Sometimes the patient's family has trouble understanding the professional, complex informed consent issues, and the three to five minutes may delay the timely surgery, Zheng said.

The practice of seeking family members to sign the informed consent before an operation has been widely blamed for delays in life-saving surgeries.

Li Liyun, a 22-year-old migrant woman who was in her ninth month of pregnancy, died of serious pneumonia at Jingxi Hospital in western Beijing on Nov 21, 2007 as her husband refused to sign the informed consent to let doctors perform Caesarean surgery.

Her death raised controversy over whether the hospital should have performed surgery without her husband's permission, given her condition.

Approximately 65 percent of 12,000 respondents to an online poll at sina.com.cn voted to support the change, saying it will help in the timely treatment of patients.
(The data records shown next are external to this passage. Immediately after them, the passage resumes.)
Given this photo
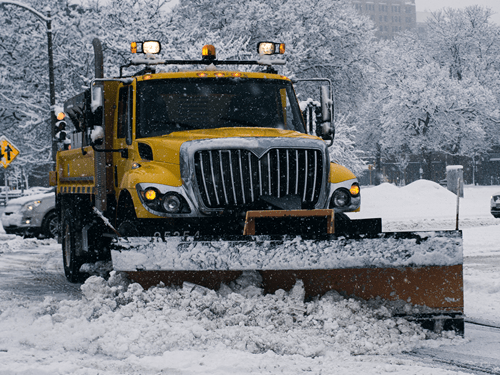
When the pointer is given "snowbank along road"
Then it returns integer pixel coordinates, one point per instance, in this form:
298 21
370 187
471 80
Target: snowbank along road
113 327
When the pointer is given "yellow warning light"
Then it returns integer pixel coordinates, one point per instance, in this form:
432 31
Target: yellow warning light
150 194
208 52
354 190
271 48
151 46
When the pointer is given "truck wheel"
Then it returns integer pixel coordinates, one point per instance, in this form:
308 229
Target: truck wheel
72 247
50 226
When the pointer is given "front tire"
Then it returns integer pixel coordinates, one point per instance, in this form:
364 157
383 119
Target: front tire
72 246
50 226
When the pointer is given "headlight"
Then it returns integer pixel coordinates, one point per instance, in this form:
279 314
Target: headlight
341 198
172 203
30 206
158 202
354 190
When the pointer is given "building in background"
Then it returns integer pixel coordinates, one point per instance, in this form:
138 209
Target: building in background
390 16
422 18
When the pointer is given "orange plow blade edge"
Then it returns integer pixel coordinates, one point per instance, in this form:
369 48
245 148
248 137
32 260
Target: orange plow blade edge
417 274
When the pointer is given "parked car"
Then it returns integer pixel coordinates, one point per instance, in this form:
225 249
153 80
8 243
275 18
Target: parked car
495 205
11 194
31 215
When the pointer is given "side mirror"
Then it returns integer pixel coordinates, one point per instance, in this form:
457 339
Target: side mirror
97 135
96 97
62 136
326 104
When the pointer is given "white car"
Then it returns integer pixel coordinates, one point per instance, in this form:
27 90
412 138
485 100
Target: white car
495 205
32 215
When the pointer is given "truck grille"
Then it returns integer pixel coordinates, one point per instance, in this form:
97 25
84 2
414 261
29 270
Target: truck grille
236 177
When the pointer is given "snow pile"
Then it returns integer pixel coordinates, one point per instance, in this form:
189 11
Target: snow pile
178 254
10 243
426 205
118 319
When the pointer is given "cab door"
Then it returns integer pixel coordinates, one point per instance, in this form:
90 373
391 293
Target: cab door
123 134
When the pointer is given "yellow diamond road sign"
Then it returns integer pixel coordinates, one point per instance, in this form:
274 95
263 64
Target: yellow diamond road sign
8 151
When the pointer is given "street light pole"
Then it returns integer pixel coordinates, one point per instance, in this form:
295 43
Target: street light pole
52 91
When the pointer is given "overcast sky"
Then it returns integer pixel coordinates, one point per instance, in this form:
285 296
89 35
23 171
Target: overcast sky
432 5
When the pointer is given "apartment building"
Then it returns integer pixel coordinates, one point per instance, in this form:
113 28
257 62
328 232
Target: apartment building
390 16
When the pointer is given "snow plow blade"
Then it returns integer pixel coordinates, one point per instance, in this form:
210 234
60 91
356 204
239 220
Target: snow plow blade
417 275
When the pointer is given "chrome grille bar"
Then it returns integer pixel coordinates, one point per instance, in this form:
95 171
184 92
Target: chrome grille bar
218 181
204 180
213 178
269 171
315 175
222 176
251 175
305 176
279 172
241 177
232 176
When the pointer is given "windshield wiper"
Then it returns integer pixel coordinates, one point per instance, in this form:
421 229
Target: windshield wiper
242 122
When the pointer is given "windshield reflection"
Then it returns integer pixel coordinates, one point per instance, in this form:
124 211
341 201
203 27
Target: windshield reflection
166 106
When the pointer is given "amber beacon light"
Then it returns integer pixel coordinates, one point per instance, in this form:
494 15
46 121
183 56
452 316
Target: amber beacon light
208 52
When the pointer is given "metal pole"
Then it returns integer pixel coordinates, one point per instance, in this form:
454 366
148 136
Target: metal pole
52 91
51 88
458 202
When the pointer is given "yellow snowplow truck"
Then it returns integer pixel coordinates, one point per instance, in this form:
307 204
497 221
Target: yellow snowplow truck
207 173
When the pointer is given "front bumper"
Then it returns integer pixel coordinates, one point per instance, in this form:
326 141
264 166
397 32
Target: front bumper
20 223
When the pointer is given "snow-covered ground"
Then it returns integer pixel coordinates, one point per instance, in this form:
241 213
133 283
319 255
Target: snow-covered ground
48 326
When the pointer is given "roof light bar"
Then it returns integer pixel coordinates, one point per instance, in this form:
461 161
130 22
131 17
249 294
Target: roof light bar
151 47
271 48
208 52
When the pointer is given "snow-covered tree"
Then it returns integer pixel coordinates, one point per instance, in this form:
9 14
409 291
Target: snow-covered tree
437 94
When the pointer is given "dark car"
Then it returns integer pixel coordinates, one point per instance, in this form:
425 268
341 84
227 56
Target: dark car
495 205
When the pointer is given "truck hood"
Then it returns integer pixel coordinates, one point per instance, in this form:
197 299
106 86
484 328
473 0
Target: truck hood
166 149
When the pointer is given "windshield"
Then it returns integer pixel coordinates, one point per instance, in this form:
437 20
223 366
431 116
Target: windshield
166 106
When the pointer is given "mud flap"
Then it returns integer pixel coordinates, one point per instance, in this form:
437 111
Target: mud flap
418 275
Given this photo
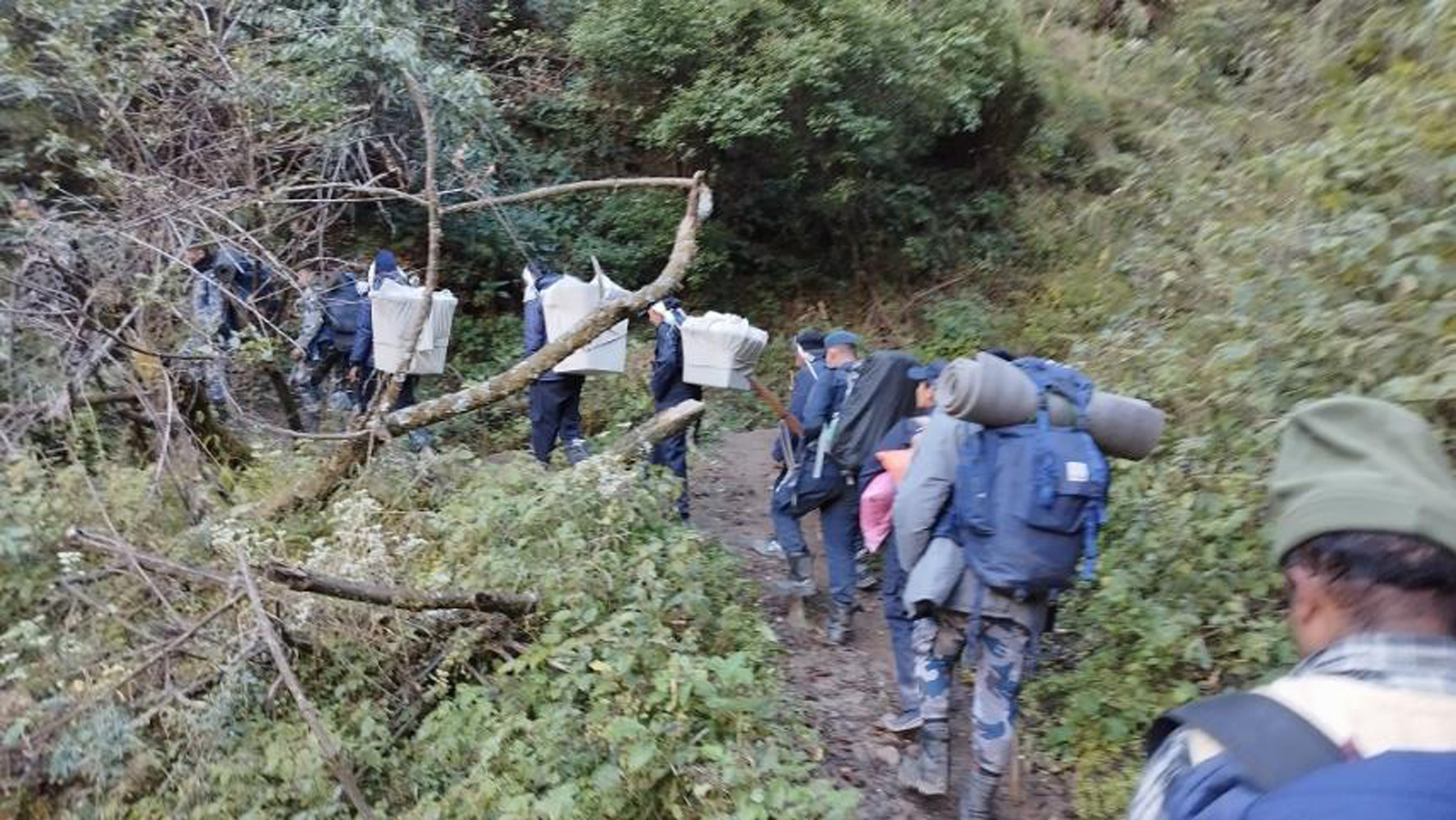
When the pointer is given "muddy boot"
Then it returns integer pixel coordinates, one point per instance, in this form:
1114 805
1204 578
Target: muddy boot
929 772
800 581
837 628
976 800
577 450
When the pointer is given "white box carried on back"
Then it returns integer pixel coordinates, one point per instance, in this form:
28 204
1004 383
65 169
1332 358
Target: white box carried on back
720 350
393 309
571 300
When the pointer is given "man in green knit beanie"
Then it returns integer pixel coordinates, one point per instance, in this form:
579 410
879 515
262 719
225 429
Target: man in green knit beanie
1365 727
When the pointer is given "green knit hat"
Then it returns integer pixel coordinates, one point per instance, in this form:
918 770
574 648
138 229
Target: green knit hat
1352 463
However, about 22 percent of them doubt the change, saying it may invade the patient's family's right to be informed.

The 38-article norms posted on the website of the Ministry of Health also requires the recording of complete information on the patients' case history once they are admitted to a hospital.

It stipulates that the medical record should be written in Chinese and foreign languages and only universal abbreviations can be used.
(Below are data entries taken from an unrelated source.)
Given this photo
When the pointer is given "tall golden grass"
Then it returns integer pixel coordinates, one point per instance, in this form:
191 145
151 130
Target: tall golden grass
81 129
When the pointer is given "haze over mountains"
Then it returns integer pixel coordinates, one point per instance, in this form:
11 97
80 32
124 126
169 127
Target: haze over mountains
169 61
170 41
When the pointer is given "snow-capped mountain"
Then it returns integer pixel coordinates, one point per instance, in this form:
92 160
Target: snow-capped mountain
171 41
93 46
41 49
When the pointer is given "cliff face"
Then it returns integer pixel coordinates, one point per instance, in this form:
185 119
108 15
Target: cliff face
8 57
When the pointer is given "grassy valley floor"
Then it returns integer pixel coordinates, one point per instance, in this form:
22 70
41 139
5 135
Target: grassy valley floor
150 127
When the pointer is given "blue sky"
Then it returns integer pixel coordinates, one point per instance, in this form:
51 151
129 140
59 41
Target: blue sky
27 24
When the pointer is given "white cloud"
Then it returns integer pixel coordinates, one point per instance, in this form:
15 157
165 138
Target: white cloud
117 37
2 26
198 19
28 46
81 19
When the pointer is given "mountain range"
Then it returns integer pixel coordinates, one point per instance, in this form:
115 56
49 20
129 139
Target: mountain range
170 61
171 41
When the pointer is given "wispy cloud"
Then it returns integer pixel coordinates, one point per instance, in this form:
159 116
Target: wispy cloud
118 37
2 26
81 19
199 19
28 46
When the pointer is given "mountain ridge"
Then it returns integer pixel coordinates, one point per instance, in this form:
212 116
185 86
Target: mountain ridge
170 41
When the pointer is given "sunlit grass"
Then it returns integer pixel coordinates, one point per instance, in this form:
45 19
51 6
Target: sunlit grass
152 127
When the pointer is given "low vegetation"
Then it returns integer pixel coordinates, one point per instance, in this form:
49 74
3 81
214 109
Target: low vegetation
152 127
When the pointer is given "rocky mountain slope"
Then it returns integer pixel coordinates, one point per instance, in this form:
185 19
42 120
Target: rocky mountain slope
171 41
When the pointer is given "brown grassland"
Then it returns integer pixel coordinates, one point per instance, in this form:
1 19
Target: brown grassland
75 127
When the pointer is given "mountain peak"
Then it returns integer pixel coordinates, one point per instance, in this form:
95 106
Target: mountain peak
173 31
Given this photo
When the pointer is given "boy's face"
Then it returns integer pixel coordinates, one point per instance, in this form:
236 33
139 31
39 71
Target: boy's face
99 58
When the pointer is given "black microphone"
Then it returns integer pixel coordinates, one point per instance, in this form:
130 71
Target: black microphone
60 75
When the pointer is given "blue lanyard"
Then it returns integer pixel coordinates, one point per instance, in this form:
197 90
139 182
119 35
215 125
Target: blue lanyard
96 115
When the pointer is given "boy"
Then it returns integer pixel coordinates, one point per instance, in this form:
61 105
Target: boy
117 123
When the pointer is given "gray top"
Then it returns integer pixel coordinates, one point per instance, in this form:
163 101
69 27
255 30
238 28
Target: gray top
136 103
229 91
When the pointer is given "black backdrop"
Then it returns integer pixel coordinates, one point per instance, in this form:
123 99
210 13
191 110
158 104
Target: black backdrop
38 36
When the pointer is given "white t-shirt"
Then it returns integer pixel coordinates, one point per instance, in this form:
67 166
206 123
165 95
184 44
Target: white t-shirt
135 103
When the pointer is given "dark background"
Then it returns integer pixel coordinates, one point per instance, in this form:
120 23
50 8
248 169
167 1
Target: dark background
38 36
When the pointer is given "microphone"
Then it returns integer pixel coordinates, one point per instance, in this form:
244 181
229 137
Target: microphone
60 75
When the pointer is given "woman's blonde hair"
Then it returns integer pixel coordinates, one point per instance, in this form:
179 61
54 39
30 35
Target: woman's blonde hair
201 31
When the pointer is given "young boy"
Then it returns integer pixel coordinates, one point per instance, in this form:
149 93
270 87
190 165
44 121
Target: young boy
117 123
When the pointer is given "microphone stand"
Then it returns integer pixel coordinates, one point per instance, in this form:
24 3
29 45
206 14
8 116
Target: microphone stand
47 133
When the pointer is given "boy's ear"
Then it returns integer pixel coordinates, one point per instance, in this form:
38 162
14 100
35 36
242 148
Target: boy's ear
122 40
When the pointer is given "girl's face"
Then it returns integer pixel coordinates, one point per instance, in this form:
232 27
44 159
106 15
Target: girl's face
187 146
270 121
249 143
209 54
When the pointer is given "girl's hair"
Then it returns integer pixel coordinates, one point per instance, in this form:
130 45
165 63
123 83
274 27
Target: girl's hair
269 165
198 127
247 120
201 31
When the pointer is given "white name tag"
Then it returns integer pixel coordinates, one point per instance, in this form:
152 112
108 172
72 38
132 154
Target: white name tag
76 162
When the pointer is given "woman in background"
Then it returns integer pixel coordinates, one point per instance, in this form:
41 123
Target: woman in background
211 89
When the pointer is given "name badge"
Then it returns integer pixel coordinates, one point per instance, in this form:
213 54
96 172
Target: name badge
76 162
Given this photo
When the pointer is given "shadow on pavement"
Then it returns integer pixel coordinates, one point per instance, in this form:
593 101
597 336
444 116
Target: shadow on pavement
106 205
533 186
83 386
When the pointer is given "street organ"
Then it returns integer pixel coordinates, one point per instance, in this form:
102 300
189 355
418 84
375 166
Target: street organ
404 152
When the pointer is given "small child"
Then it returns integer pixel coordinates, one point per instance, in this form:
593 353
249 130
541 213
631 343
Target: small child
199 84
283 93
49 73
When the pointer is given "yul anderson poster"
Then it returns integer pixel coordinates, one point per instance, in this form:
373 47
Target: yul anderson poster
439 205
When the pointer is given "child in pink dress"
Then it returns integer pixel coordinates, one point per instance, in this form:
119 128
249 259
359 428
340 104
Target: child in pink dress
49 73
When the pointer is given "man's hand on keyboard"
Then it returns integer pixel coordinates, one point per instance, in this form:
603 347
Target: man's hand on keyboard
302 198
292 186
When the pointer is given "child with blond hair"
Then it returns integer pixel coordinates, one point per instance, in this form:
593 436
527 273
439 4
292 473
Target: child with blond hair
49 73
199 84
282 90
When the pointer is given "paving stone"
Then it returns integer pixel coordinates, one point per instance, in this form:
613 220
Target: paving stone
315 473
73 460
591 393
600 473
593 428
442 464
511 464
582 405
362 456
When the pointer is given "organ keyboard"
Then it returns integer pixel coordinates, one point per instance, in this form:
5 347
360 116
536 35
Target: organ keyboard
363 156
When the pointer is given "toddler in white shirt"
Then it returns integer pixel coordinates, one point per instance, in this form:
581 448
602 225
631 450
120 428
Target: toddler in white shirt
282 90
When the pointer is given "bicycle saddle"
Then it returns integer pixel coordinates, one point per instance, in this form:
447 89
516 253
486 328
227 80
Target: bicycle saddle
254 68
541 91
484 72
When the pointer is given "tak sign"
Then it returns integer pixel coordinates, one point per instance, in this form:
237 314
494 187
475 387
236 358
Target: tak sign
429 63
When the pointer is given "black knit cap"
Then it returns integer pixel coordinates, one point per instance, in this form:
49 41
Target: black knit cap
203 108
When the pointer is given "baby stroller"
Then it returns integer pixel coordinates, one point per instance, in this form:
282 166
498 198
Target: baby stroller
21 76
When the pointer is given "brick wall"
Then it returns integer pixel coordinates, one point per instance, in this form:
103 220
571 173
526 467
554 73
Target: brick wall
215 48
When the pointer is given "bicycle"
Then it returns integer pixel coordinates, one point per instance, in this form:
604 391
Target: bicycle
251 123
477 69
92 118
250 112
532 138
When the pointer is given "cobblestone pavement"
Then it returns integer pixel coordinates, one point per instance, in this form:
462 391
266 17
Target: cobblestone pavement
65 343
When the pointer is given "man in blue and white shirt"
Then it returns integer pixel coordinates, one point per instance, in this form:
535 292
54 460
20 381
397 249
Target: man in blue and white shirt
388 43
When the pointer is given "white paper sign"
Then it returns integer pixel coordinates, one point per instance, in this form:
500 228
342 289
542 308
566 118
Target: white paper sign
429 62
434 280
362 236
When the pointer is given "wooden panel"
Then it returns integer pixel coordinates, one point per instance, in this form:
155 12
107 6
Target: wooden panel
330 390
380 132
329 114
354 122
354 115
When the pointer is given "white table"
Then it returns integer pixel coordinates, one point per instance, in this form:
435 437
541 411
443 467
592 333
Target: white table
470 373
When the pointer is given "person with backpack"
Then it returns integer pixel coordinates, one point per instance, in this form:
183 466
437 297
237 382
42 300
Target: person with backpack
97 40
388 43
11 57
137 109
If a doctor is making a correction to a patient's record, he or she should draw two lines on the wrong character to make sure the original record remains clear and legible, and sign his or her name and the date every time they correct anything.

The doctor is not allowed to wipe out the original record by scratching out, or by pasting or gluing another paper on top.

The licensed hospital officials check, approve and sign any records written by the houseman or the would-be doctor in his probationary period, the norms said.

A patient's record being generated on a computer should be typed and printed and signed manually, it said.

The correction is allowed in the process of typing or printing in accordance with limits of authority.

Any manually signed record, however, may not be modified.